DVD/CD Lockdown: Free!

The aforementioned Intelliadmin can also restrict users so they can’t burn files to CD and DVD drives. Again, locking down all CD and DVD drive burning isn’t the most elegant solution, but it works, and it’s cheap.

Monitoring Printing: Free (kinda)

Microsoft makes it easy to start logging the name, user, time, size, and number of pages of every file that’s printed. You could turn it on right now if you wanted to do so.

What’s not free is actually doing something with that data. To make meaning out of the data, you need to be collecting these logs and using a SIEM tool (e.g., Splunk, SolarWind, ArcSight) to review the logs and to watch for anomalies. Feel free to call us at 888-646-1616 if you need help setting up your SIEM tool.

Monitoring Outbound Email: $30 / user / year (or less!)

Everyone’s been getting into the DLP game. Microsoft just added DLP functionality to their Microsoft365 suite as a free feature. McAfee offers it as an add-on service to customers of the former MXLogic company that they acquired.

It’s a great idea to have automated monitoring in place for your outbound email, mainly so you can have that extra level of assurance that no one is accidentally sending around files chock full of social security numbers, bank account numbers, or medical diagnoses.

Call your email provider and see what kind of add-ons they have for monitoring outbound email for sensitive data. You’ll probably be surprised by how inexpensive it’s become.

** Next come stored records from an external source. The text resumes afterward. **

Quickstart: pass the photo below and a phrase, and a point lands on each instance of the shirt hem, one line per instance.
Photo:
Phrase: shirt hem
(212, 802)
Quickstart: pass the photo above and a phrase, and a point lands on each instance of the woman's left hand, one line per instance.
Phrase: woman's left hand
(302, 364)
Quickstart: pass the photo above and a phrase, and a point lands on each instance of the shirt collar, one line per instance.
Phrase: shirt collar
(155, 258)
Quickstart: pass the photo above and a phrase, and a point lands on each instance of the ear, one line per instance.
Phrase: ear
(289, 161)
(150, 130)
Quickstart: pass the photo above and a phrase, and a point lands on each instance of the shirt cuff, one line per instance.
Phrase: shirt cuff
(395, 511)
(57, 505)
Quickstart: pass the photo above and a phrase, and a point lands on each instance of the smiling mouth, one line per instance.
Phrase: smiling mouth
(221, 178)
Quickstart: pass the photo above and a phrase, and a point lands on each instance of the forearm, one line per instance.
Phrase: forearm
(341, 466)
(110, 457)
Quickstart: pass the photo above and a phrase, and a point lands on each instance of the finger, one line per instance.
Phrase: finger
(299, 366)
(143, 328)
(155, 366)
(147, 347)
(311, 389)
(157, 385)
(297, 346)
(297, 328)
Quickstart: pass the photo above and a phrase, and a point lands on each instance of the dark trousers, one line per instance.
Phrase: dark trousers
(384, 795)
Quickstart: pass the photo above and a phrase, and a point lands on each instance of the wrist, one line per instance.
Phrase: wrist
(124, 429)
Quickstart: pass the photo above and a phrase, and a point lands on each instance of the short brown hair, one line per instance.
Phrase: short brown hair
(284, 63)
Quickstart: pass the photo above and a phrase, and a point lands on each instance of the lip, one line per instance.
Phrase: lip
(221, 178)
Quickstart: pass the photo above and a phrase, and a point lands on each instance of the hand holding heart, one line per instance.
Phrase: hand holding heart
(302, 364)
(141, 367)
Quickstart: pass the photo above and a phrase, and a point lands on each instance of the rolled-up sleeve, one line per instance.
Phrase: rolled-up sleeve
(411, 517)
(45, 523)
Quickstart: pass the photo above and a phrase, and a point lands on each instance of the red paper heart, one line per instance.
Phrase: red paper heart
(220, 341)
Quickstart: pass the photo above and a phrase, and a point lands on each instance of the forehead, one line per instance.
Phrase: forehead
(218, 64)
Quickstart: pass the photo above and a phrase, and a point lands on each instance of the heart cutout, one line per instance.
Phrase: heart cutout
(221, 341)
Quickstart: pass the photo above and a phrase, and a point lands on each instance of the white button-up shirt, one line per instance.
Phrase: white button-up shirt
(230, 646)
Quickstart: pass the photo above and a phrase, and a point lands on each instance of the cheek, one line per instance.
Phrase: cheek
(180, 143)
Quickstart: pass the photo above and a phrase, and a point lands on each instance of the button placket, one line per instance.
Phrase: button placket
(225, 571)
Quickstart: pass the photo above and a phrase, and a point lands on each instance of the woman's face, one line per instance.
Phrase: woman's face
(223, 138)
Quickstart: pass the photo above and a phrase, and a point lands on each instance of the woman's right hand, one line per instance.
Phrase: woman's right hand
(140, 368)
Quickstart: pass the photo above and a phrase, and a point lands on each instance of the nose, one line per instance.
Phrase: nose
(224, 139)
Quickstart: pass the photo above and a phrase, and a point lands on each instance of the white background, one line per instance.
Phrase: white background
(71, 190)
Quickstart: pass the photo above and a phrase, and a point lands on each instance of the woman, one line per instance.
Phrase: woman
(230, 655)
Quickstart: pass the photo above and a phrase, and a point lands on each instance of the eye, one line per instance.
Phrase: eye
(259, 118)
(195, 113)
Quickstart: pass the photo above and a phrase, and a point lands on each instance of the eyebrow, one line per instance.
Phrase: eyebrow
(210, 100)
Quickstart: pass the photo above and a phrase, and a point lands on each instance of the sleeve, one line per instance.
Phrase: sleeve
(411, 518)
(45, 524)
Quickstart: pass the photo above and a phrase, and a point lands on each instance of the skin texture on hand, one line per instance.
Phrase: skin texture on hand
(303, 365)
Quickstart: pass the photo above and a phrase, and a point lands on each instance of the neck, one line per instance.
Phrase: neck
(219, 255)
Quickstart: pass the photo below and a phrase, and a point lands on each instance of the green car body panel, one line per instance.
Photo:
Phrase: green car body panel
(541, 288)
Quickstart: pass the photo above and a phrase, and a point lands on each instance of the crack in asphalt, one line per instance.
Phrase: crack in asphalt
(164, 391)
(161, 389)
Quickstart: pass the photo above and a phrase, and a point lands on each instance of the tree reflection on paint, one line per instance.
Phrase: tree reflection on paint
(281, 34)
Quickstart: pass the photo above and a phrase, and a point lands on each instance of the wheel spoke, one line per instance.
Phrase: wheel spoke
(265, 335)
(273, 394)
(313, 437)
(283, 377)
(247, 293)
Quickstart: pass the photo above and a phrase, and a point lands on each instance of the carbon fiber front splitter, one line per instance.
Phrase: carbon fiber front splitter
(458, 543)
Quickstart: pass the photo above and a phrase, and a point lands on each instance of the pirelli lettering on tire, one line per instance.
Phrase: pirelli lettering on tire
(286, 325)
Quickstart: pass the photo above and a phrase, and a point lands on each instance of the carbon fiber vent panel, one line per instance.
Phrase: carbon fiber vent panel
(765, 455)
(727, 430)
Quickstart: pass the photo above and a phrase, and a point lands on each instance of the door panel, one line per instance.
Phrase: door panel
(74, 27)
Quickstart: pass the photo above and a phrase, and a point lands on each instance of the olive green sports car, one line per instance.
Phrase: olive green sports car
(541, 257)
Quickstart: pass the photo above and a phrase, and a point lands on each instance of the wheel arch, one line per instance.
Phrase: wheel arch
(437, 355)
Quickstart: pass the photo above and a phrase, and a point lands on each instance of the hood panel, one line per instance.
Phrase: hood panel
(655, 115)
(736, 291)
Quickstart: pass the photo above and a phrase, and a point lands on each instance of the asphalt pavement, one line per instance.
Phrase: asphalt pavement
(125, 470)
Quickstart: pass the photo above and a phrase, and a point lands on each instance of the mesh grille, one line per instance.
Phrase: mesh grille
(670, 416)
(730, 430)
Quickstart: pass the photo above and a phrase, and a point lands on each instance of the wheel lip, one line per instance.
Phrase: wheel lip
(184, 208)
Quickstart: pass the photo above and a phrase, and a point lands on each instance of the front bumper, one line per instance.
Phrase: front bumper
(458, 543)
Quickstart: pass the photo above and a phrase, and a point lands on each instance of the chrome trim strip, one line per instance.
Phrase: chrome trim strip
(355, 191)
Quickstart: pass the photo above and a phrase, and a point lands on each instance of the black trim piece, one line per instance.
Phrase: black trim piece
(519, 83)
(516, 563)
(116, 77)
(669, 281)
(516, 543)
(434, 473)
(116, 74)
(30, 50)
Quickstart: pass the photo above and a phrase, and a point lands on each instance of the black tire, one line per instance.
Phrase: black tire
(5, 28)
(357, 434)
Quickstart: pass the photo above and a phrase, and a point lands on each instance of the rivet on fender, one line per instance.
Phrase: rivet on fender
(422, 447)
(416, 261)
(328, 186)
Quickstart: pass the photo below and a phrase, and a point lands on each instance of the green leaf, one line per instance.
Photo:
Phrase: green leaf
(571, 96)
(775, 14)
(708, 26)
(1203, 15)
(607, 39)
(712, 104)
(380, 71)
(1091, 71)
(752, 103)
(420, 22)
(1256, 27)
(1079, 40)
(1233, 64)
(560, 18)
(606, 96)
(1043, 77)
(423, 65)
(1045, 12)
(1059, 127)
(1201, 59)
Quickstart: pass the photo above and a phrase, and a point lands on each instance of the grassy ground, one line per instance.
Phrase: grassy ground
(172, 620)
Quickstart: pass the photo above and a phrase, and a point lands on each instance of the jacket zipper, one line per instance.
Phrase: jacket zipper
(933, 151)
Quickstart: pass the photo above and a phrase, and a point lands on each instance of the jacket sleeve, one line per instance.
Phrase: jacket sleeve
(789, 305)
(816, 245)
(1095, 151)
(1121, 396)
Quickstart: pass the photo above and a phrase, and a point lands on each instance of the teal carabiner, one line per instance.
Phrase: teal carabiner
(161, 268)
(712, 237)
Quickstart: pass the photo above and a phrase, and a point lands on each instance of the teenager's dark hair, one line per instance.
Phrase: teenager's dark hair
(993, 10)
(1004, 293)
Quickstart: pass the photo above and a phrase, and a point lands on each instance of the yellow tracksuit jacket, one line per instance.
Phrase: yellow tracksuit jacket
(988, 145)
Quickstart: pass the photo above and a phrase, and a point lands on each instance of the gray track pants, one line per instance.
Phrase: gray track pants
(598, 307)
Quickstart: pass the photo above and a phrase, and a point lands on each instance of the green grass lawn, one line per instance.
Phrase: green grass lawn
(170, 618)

Blocking webmail and file sharing sites: Free! (kinda)

Most companies take the approach of using a web filtering service (like WebSense) to block the use of websites that are used for personal email, file sharing, or generally inappropriate activity. In our experience, these tools punish the good people and do remarkably little to actually stop someone who really wants to steal data.

Another approach which is both more humane and less expensive is “trust but verify.” Assuming that your company is using a proxy server or DNS server that has logging turned on, you already have a rich data source that shows you exactly what sites your employees are visiting. Collect these logs into your SIEM tool, and then review them.

Before you take the draconian step of locking down sites, you first want to understand what sites employees are using. Then, have a conversation and write policies about what is and isn’t appropriate, and confront people who violate the policy. It’s common knowledge amongst the security community that the perception of detection can be even more effective than outright blocking.